Chester Township is a township in Wabasha County, Minnesota, United States. The population was 470 at the 2000 census.

Chester Township was organized in 1858.

==Geography==
According to the United States Census Bureau, the township has a total area of 35.5 sqmi; 35.4 sqmi of it is land and 0.04 sqmi of it (0.08%) is water. The township contains one property listed on the National Register of Historic Places: the 1874 Bear Valley Grange Hall, which now serves as the town hall.

==Demographics==
As of the census of 2000, there were 470 people, 162 households, and 125 families residing in the township. The population density was 13.3 PD/sqmi. There were 165 housing units at an average density of 4.7 /sqmi. The racial makeup of the township was 99.57% White and 0.43% Asian. Hispanic or Latino of any race were 0.43% of the population.
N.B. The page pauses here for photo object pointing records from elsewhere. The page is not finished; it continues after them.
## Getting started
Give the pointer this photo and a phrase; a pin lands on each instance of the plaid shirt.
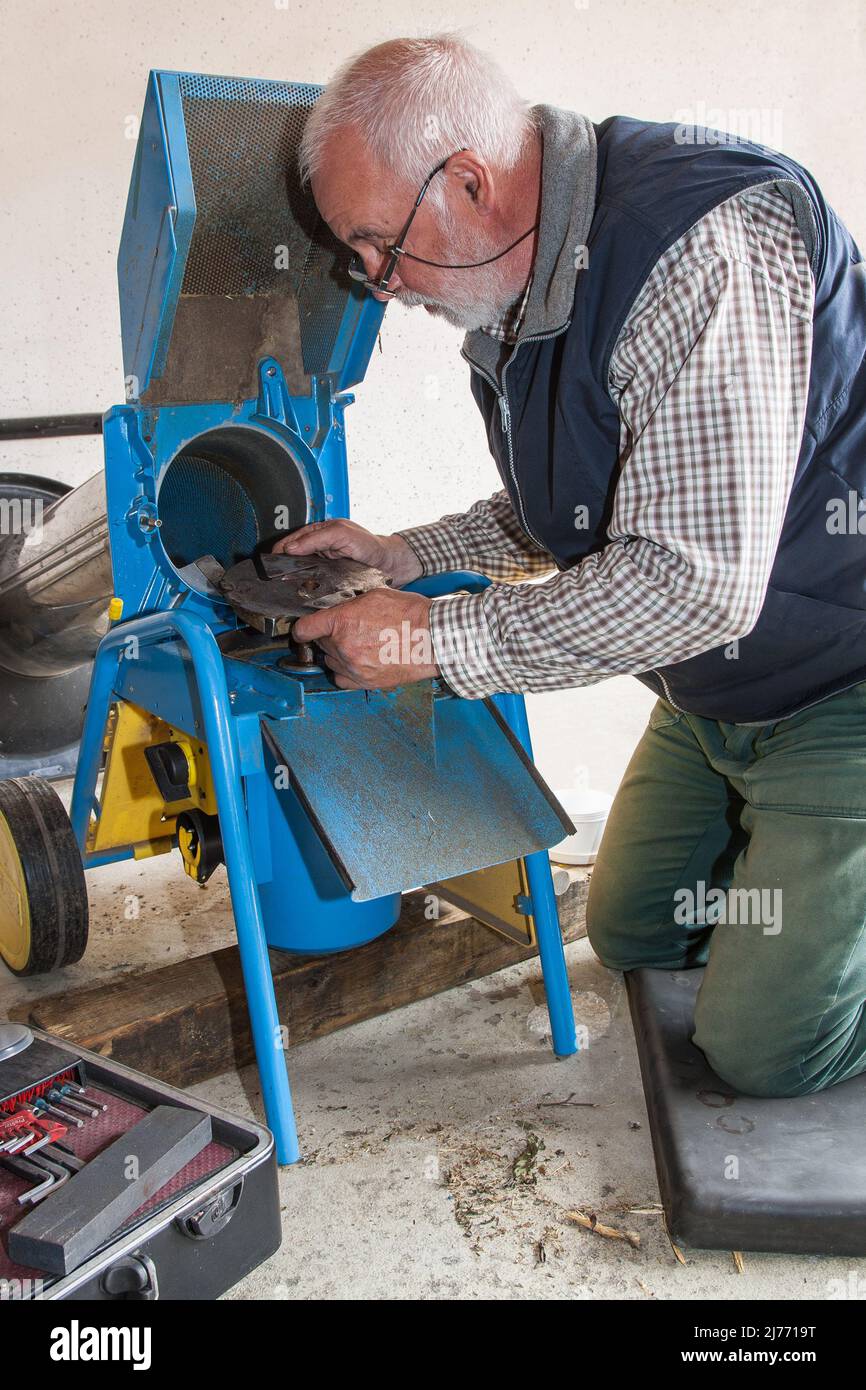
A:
(711, 375)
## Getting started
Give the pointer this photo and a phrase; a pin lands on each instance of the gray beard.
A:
(467, 314)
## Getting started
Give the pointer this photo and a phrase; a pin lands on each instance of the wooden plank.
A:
(188, 1022)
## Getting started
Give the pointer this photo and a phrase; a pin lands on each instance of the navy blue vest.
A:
(809, 640)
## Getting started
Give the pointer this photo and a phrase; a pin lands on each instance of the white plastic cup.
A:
(588, 809)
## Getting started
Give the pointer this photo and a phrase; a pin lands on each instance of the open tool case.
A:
(195, 1236)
There were 162 households, out of which 38.9% had children under the age of 18 living with them, 64.8% were married couples living together, 4.3% had a female householder with no husband present, and 22.8% were non-families. 18.5% of all households were made up of individuals, and 9.9% had someone living alone who was 65 years of age or older. The average household size was 2.90 and the average family size was 3.37.
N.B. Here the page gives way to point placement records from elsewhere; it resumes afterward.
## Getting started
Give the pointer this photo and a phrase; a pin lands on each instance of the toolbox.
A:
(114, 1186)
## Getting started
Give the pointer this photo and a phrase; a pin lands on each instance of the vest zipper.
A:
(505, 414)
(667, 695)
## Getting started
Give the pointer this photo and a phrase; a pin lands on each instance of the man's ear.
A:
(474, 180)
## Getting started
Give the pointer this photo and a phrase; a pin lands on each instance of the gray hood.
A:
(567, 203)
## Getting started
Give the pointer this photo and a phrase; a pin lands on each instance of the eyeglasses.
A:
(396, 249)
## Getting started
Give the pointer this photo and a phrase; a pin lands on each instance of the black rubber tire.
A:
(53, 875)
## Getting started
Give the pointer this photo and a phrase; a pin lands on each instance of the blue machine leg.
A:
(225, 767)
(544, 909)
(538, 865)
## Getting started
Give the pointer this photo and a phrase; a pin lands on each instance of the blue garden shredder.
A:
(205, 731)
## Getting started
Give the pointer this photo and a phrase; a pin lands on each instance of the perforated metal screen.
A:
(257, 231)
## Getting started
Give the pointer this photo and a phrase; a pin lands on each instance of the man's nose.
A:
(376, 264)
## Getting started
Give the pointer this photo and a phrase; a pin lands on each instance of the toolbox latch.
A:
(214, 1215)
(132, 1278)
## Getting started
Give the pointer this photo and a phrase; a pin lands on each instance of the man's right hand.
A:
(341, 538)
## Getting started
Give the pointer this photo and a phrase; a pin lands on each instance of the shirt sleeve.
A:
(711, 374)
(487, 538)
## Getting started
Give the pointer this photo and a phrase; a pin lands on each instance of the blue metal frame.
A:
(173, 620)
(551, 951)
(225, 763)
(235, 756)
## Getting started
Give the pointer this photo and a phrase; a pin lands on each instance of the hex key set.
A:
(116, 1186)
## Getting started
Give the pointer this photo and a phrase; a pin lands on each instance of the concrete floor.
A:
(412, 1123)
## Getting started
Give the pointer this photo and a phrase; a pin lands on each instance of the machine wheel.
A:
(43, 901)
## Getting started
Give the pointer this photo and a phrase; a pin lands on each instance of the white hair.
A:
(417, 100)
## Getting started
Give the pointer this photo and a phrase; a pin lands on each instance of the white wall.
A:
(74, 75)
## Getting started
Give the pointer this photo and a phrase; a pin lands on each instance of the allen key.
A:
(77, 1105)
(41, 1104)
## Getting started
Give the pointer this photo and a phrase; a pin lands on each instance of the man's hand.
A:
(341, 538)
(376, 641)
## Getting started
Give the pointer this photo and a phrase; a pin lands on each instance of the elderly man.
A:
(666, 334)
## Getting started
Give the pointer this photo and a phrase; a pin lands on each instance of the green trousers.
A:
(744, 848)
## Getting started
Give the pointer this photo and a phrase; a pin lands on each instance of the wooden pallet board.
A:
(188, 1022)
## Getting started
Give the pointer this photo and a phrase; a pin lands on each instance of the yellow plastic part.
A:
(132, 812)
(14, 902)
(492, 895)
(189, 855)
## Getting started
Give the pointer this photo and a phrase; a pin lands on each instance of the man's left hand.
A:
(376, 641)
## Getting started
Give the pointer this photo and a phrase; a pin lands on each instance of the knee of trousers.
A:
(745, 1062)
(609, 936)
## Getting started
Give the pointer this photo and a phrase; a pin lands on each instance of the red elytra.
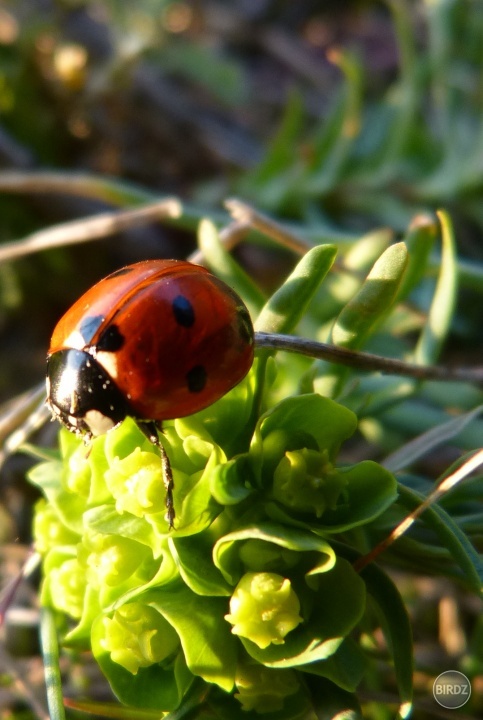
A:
(171, 336)
(156, 340)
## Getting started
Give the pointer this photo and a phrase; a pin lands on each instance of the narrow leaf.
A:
(370, 305)
(438, 323)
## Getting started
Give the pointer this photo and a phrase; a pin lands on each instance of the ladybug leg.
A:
(150, 430)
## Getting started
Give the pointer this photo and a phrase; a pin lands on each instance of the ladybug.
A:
(156, 340)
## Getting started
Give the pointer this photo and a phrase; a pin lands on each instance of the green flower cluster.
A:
(247, 593)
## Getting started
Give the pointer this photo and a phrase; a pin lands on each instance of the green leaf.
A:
(423, 444)
(50, 654)
(442, 309)
(288, 304)
(195, 565)
(370, 490)
(208, 645)
(396, 627)
(420, 240)
(370, 305)
(322, 419)
(224, 266)
(451, 537)
(226, 552)
(338, 605)
(345, 667)
(69, 506)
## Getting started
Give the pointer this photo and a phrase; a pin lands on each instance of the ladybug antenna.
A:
(150, 430)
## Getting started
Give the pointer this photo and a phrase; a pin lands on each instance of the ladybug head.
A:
(81, 394)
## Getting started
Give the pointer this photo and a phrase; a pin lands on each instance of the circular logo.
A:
(451, 689)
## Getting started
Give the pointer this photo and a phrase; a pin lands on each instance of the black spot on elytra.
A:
(111, 339)
(183, 311)
(89, 326)
(196, 378)
(120, 272)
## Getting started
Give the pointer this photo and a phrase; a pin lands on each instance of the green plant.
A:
(254, 603)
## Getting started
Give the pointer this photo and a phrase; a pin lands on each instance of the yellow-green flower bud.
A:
(67, 587)
(306, 480)
(264, 609)
(113, 559)
(137, 636)
(49, 531)
(136, 483)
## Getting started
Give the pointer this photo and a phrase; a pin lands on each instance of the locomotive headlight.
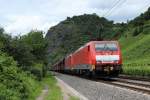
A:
(115, 61)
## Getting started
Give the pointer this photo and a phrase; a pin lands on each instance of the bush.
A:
(14, 83)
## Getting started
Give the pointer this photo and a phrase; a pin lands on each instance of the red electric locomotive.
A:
(95, 57)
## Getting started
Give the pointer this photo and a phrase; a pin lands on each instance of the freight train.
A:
(101, 58)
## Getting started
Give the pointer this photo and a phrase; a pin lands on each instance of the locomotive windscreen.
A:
(106, 47)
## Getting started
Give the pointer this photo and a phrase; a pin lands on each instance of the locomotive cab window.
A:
(106, 47)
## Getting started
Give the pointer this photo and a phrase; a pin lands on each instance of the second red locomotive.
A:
(95, 57)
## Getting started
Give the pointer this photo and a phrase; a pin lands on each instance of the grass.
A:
(136, 51)
(73, 98)
(54, 90)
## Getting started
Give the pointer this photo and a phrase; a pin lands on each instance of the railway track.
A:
(136, 85)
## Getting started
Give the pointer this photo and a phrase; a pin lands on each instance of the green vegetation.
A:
(54, 91)
(22, 65)
(74, 98)
(134, 37)
(23, 59)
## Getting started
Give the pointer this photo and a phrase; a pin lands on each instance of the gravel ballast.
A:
(99, 91)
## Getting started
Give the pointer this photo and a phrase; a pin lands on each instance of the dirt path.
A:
(43, 94)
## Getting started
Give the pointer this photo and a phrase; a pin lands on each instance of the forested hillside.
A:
(70, 34)
(22, 65)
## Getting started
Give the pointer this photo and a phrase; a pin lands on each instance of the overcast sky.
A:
(21, 16)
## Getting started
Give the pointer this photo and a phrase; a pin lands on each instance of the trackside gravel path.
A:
(100, 91)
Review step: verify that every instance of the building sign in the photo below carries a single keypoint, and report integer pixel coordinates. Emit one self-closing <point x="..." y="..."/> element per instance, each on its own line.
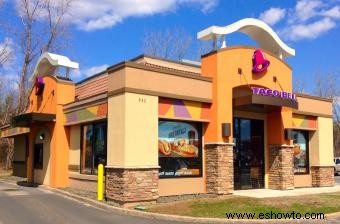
<point x="39" y="85"/>
<point x="274" y="93"/>
<point x="260" y="63"/>
<point x="179" y="149"/>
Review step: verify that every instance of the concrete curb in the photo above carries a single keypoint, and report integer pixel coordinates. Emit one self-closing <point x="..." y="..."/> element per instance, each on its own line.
<point x="165" y="217"/>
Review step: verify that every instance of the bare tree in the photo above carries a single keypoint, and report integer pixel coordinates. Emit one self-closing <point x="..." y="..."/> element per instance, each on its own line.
<point x="6" y="53"/>
<point x="327" y="85"/>
<point x="43" y="29"/>
<point x="170" y="43"/>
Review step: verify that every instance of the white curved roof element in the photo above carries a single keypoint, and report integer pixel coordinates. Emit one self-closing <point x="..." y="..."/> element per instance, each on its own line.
<point x="256" y="29"/>
<point x="48" y="63"/>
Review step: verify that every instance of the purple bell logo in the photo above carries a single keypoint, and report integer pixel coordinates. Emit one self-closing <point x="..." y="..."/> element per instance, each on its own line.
<point x="260" y="63"/>
<point x="39" y="85"/>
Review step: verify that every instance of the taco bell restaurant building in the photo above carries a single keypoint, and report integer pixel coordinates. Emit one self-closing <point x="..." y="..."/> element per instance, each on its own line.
<point x="165" y="128"/>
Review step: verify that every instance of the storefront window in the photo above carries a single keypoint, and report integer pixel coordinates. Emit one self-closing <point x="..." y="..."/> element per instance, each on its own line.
<point x="179" y="149"/>
<point x="301" y="151"/>
<point x="38" y="156"/>
<point x="93" y="151"/>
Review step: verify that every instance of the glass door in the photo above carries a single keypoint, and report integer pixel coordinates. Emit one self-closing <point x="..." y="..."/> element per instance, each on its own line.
<point x="93" y="150"/>
<point x="248" y="153"/>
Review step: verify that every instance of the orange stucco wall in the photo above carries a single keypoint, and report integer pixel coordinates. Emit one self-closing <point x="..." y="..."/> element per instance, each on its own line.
<point x="223" y="66"/>
<point x="56" y="93"/>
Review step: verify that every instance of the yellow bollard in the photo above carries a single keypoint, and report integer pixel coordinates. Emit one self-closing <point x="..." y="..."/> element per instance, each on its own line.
<point x="100" y="194"/>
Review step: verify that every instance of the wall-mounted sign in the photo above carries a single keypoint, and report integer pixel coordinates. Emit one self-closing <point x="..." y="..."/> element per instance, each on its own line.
<point x="274" y="93"/>
<point x="39" y="85"/>
<point x="260" y="63"/>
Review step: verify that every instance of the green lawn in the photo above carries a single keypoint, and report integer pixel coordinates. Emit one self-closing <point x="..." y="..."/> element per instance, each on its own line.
<point x="322" y="203"/>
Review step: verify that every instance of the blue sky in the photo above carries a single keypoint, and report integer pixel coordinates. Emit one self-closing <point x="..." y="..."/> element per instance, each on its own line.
<point x="105" y="32"/>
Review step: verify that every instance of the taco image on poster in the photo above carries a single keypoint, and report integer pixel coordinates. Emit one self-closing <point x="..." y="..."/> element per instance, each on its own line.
<point x="181" y="148"/>
<point x="164" y="147"/>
In the township the population was spread out, with 30.0% under the age of 18, 9.4% from 18 to 24, 28.3% from 25 to 44, 22.6% from 45 to 64, and 9.8% who were 65 years of age or older. The median age was 37 years. For every 100 females, there were 110.8 males. For every 100 females age 18 and over, there were 110.9 males.

The median income for a household in the township was $48,750, and the median income for a family was $52,308. Males had a median income of $31,406 versus $21,731 for females. The per capita income for the township was $20,701. About 1.7% of families and 3.8% of the population were below the poverty line, including 4.7% of those under age 18 and 5.4% of those age 65 or over.